Apelação cível. Civil e processual civil. Ação de reconhecimento post mortem de união estável homoafetiva c/c petição de herança. - procedência na origem.
(1) Partilha. Não inclusão na rubrica "dos pedidos". Inserção nas alegações. Interpretação lógico-sistemática. Pretensão versada.
A petição inicial merece interpretação lógico-sistemática, não sendo adequado seccioná-la por tópicos. Assim, devem ser considerados todos os requerimentos feitos ao longo do petitório, inclusive os implícitos, ainda que não localizados no item "pedidos". Daí decorre a higidez da decisão que acolhe pleito constante do bojo da exordial, até porque mais consentânea com a garantia de máxima efetividade ao direito de ação. Inteligência dos arts. 2º, 128, 262, 293, primeira parte, e 460 do CPC; e 5º, inc. XXXV, da CRFB; e da principiologia processual.
(2) União estável homoafetiva. Requisitos configurados. Reconhecimento bem lançado.

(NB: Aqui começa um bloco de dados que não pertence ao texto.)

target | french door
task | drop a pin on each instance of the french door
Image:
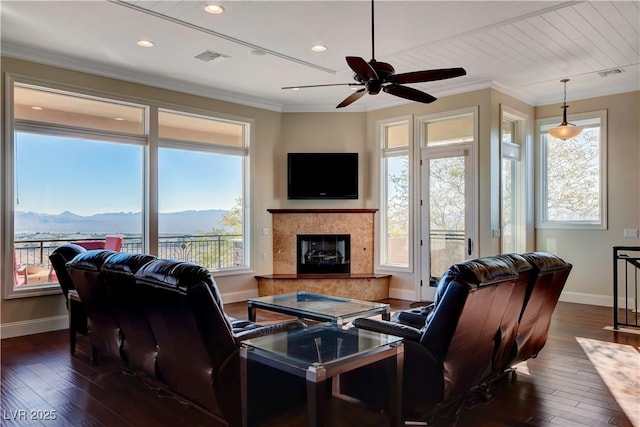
(448, 205)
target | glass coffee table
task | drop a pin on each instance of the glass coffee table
(323, 308)
(317, 354)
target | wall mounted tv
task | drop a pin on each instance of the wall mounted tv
(322, 175)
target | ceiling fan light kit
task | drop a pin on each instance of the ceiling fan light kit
(565, 130)
(376, 76)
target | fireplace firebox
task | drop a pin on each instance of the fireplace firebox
(324, 253)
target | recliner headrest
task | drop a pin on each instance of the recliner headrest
(518, 260)
(178, 275)
(90, 260)
(67, 251)
(122, 262)
(545, 262)
(485, 271)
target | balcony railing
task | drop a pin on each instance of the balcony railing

A união estável é entidade familiar protegida pelo Estado, configurando-se na convivência dotada de: a) publicidade; b) continuidade; c) estabilidade; e d) objetivo de constituir família, dispensando-se a dualidade de sexos, em leitura sistemática do ordenamento jurídico hodierno, por se dirigir a proteção estatal à tutela do afeto consubstanciado na solidariedade familiar, independente de sua composição de gênero. Dessa forma, demonstrados os referidos pressupostos por quem pleiteia o seu reconhecimento, enquanto fato constitutivo de seu direito, e não aportados fatos impeditivos, modificativos ou extintivos do direito, imperativa é a manutenção da procedência exarada. Inteligência dos arts. 333 do CPC; 1.723, caput, do CC; e 1º, inc. III, 3º, incs. I e IV, e 226, caput e § 3º, da CRFB.

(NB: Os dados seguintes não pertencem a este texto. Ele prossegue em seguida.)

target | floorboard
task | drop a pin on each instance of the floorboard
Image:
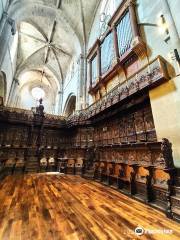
(58, 207)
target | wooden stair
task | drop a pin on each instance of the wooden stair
(32, 165)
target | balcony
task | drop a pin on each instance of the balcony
(146, 78)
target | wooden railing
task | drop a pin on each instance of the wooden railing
(147, 77)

(3) Regime sucessório. União estável. Art. 1.790 do cc. Inconstitucionalidade. Art. 1.829 do cc. Aplicação por analogia.
O art. 1.790 do Código Civil, que estabelece o regime sucessório na união estável, é inconstitucional, pois: a) estabelece, sem que presente discrímen legítimo, diferenciação entre a união estável e o casamento, nada obstante ambas sejam entidades familiares escoradas em afeto de idêntica valia e sob igual tutela protetiva estatal; b) ofende o princípio da igualdade filial ao ensejar consequências diferenciadas à prole a depender de sua origem; c) pretere o companheiro em desfavor de outros parentes sucessíveis, ferindo-lhe a dignidade e o direito fundamental à herança, em previsões expurgadas de proporcionalidade e razoabilidade; e d) mitiga a proteção sucessória do companheiro assegurada por diploma anterior, ferindo o princípio do não retrocesso social. Assim, ausente norma disciplinadora aplicável, faz-se cabível a incidência, por analogia, do art. 1.829 do Código Civil, que delineia o regime sucessório no casamento. Inteligência dos arts. 4º da LINDB; 126 do CPC; 1.790 e 1.829 do CC; e 1º, caput e inc. III, 3º, incs. II a IV, 5º, incs. XXX, XXXVI e LIV, 226, caput e § 3º, e 227, § 6º, da CRFB.
Em se aplicando à união estável o regime da comunhão parcial de bens, por subsidiariedade, em razão da ausência de contrato escrito entre as partes, além da meação garantida ao companheiro sobrevivente sobre os bens adquiridos onerosamente na constância da união estável, inexistindo descendentes e ascendentes, garante-se-lhe, a título de herança, também a totalidade da meação do de cujus, na extensão dos bens comprovados, enquanto fato constitutivo de seu direito, como enquadráveis em tal condição, desde que não derruída esta, pela parte adversa, com fatos impeditivos, modificativos ou extintivos, tornando, assim, imperativa a manutenção da procedência exarada. Inteligência dos arts. 333 do CPC; e 1.658 a 1.666, 1.725 e 1.829 do CC.
Sentença mantida. Recurso desprovido.
(4) Petição de herança. Cabimento. Procedência acertada. (TJSC, AC Nº 2013.084018-1, Relator: Henry Petry Junior, 5ª Câmara Cível, J. 21/01/2016).